Figure 1: Schema for datasets. Adapted from Lê Cao & Welham (2021)

edgeR

RNA-Seq Differential Expression (DE) analysis univariate tools adopt an inferential approach in statistically testing for a set of individual genes that are differentially expressed between conditions.

  • We used the edgeR pipeline (McCarthy, Chen, & Smyth, 2012) to fit a negative binomial distribution for each gene in (A) and (B).
  • Pairwise comparisons between the three groups were then performed with a likelihood ratio test and adjusted for multiple testing using the Benjamini-Hochberg (Benjamini & Hochberg, 1995) method.
  • Significant genes were labelled upregulated if the log fold change is positive and downregulated otherwise.
Schema for edgeR method

Figure 2: Schema for edgeR method

Click here to see the interactive DE results - Warning: Large data will be loaded

PLS-DA

  • One major drawback of using univariate methods like edgeR in identifying biomarkers is that they do not recognize the interactions between groups of variables as a source of phenotype variations.
  • Projection to Latent Structures (PLS) is a family of multivariate methods that can addressed this issue. PLS-based methods perform matrix decomposition that takes one (single) or more (multi) omics expression matrices as input, and outputs a component matrix and corresponding loading vectors for each omics.
  • Different PLS-based methods define component (a group of related biomarkers) differently according to a specific statistical criterion that is maximised, such as variance, covariance, or correlation (Rohart, Gautier, Singh, & Lê Cao, 2017).
  • Unsupervised methods (e.g., PCA, PLS) only take the omics data as input.
  • Meanwhile, supervised methods (e.g., PLS-DA, DIABLO) take a class vector as an additional input, which is included in the matrix decomposition process. This ensures that the identified components also have maximal covariance with the phenotype / class information, suitable for experimental designs that aim to identify differentially expressed biomarkers in different conditions such as the current study. Hence, the following results will focus on supervised methods.
  • Schematic comparison between unsupervised (PCA) and supervised (PLS-DA) methods for single omics is shown in 3.
Schematic comparison of single-omics methods. Adapted from @mixOmicsbook

Figure 3: Schematic comparison of single-omics methods. Adapted from Lê Cao & Welham (2021)
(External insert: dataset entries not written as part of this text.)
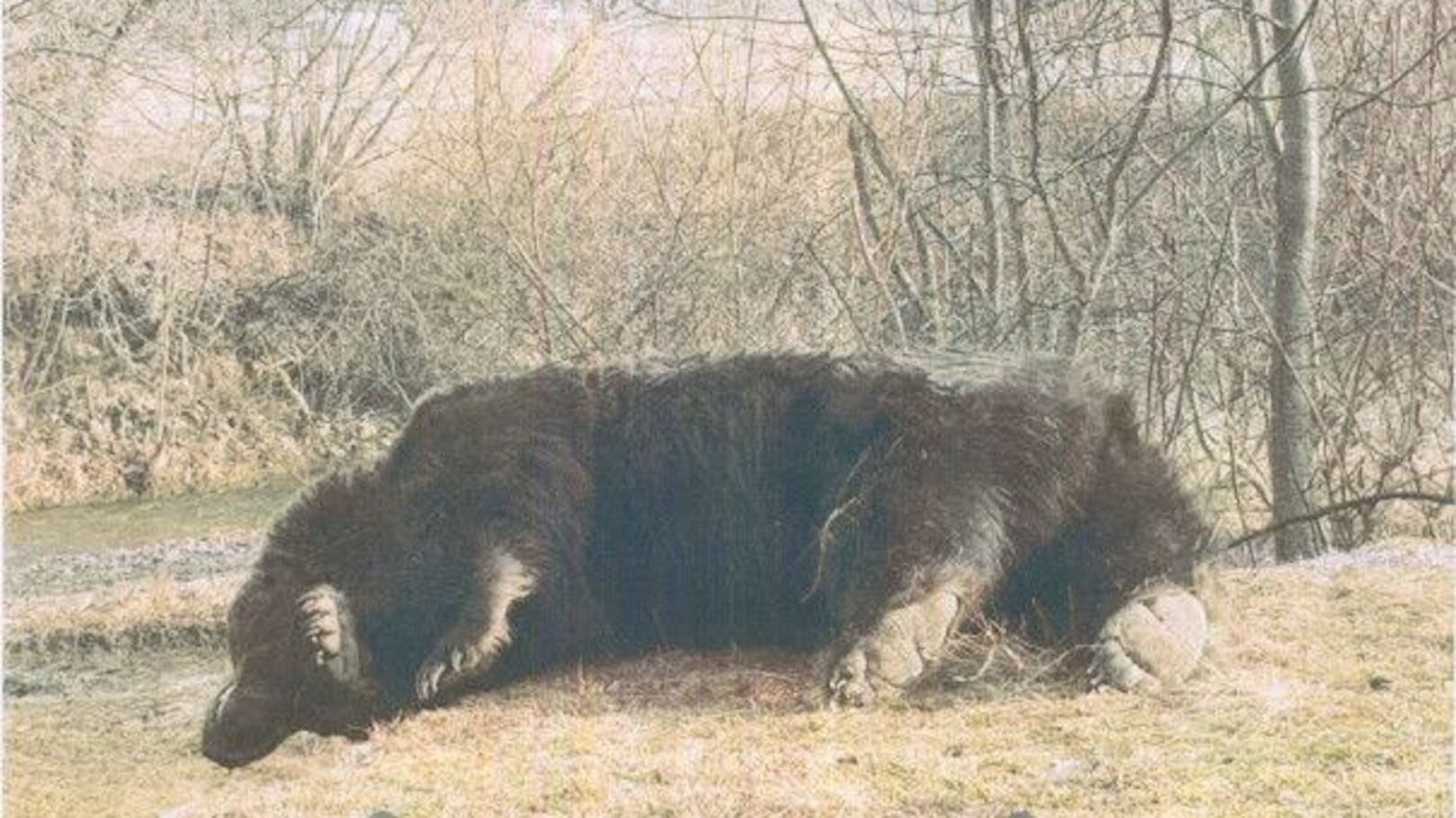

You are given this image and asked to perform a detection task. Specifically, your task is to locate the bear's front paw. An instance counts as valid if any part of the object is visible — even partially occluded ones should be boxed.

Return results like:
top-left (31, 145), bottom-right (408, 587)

top-left (415, 641), bottom-right (495, 703)
top-left (1087, 585), bottom-right (1208, 693)
top-left (827, 620), bottom-right (924, 707)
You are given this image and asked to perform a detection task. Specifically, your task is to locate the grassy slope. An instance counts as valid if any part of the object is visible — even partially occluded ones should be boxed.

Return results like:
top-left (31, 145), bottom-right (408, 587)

top-left (5, 556), bottom-right (1451, 818)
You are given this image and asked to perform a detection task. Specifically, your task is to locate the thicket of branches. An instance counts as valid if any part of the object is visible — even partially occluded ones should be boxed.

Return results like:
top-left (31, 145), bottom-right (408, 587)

top-left (5, 0), bottom-right (1456, 547)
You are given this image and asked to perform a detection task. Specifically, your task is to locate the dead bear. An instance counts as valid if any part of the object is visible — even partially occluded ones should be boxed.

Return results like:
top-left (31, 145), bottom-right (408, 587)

top-left (203, 354), bottom-right (1208, 767)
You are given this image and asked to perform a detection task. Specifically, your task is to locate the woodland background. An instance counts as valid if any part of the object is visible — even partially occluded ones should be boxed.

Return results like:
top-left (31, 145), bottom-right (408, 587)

top-left (5, 0), bottom-right (1456, 556)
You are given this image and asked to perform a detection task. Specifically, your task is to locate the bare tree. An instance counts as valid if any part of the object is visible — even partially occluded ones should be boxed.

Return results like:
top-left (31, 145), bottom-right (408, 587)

top-left (1269, 0), bottom-right (1321, 559)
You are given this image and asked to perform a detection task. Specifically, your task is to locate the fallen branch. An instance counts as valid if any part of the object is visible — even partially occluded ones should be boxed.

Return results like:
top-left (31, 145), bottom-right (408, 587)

top-left (1217, 492), bottom-right (1456, 551)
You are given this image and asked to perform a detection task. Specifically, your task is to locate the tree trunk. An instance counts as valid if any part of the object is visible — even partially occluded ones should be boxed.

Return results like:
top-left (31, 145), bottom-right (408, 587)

top-left (1269, 0), bottom-right (1321, 560)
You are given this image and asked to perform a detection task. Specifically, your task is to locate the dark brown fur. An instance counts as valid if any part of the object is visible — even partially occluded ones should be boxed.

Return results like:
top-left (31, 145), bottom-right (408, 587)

top-left (204, 355), bottom-right (1206, 766)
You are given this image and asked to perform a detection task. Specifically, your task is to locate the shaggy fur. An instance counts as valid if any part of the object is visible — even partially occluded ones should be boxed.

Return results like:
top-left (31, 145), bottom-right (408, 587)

top-left (204, 355), bottom-right (1206, 766)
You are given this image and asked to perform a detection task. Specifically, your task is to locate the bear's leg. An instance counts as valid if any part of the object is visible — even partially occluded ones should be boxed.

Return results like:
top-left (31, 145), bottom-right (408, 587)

top-left (1087, 582), bottom-right (1208, 693)
top-left (827, 582), bottom-right (967, 707)
top-left (827, 480), bottom-right (1009, 706)
top-left (415, 549), bottom-right (537, 702)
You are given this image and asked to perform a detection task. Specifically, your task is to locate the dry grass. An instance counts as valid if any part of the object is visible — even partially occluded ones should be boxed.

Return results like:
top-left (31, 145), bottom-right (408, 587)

top-left (5, 552), bottom-right (1451, 818)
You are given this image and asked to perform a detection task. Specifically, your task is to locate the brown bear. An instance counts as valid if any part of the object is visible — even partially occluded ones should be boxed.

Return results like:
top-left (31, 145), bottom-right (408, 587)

top-left (203, 354), bottom-right (1207, 767)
  • In the sample plot below 4, each sample (i.e., patient) is projected onto the first 2 components using PCA (unsupervised) versus PLS-DA (supervised).
  • Compared to PCA, the plots show that the PLS-DA components are better at separating the samples based on conditions.
  • Most notably, the genes in Component 1 (horizontal axis) may be used to separate PE.term with the other cases, whereas the genes in Component 2 (vertical axis) may be used to separate PE.preterm with the others.

Figure 4: Toggle the slider to see how different projections between PCA (unsupervised) and PLS-DA (supervised).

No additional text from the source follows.